Na nova rotina, mais opressiva, Irene se acostumou a ir com o irmão à cozinha para preparar pratos frios para o jantar, enquanto ele cuida do almoço. Perdido com a ausência de seus livros franceses, o irmão preenche esse vazio organizando a coleção de selos do pai. Sempre nos acostumamos a tudo e o que é talvez mais escandaloso nos acostumamos a não pensar no que perdemos. (Embora, desmentindo isso, o rosto pálido de minha mãe não saia de minha mente.) "Estávamos bem e pouco a pouco começamos a não pensar. Pode-se viver sem pensar", o narrador conclui. Mas será isso viver não pensar? Viver sem recordar será mesmo viver? Sem a perspectiva das lembranças, as coisas não perdem o sentido, o sabor e o tom?
Até que, um dia, o irmão ouve um barulho de seu lado da casa. Não mais atrás da porta, mas à sua frente. "Ficamos ouvindo ruídos, percebendo claramente que eram deste lado da porta de carvalho, na cozinha e no banheiro, ou no próprio corredor com a virada quase ao nosso lado". A invasão deixa de ser exterior e se torna interior. Já não há mais espaço para fugir: também dentro de nós a casa está tomada. Foi o que comecei a sentir com o passar de meus dias em Copacabana. A própria imagem de minha mãe morta começou a ficar um pouco espremida, um pouco isolada em um canto de minha mente. A zoeira das ruas invadia tudo. Sobretudo depois que, com a chegada de manifestantes, surgiram os enxames de helicópteros.

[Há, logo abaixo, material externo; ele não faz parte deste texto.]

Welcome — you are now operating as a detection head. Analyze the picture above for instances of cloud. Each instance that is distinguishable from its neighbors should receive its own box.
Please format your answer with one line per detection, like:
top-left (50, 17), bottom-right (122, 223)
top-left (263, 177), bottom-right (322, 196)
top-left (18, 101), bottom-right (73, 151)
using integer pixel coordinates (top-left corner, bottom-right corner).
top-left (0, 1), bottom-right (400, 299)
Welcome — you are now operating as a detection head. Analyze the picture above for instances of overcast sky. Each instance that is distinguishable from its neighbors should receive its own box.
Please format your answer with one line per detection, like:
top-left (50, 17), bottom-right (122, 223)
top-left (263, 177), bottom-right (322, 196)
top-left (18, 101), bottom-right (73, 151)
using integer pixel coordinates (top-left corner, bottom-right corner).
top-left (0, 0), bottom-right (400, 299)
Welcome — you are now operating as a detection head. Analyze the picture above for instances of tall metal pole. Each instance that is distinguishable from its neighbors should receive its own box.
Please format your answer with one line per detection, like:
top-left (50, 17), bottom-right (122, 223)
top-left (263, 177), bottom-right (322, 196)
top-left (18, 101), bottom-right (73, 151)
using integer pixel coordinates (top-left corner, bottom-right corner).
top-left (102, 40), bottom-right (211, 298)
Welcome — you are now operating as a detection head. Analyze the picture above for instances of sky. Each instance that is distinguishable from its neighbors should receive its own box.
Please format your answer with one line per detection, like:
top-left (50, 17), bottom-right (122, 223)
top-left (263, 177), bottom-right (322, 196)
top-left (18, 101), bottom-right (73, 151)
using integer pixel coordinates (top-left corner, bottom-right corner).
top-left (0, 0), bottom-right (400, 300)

Os dois irmãos fogem. Só têm a roupa do corpo. Algum dinheiro ficou guardado em uma cômoda inacessível. "Como ainda tinha o relógio de pulso, vi que ainda eram onze da noite". Vão para a rua. Não para participar de uma invasão alegre e otimista mas para escapar dessa invasão. Os invasores não são agressivos: não parecem ser ladrões, drogados, criminosos. Pode ser uma invasão feliz: mas é uma invasão. Ao sair, o irmão ainda tranca a porta de entrada e lança a chave em um bueiro. "Sabe-se lá se algum pobre diabo não cismava de roubar e se metia dentro da casa, a essa hora, e com a casa tomada". Roubar algo que já não era seu. Algo que já não lhe pertencia. Invadir e assaltar o palco em que o velho casarão fora transformado.
Não vivo em um velho casarão, mas em um apartamento de três quartos do oitavo andar de um prédio dos anos 1940. Encolhi-me com meu Cortázar no quarto dos fundos, o de hóspedes. Liguei o ar condicionado, embora não fizesse calor, para me proteger do ruído externo. Agarrei-me a meu Bestiário e nele me tranquei. Eis algo que ninguém pode me roubar: um livro. Fiquei pensando que Copacabana se transformou em uma espécie de cidade cenográfica. Todos na cena do real. A literatura, mais que nunca, se transforma em meu abrigo. Nela, não passo de um personagem de mim mesmo.
Para digerir meu luto, apego-me à literatura e a Bestiário, um dos livros que mais me marcaram.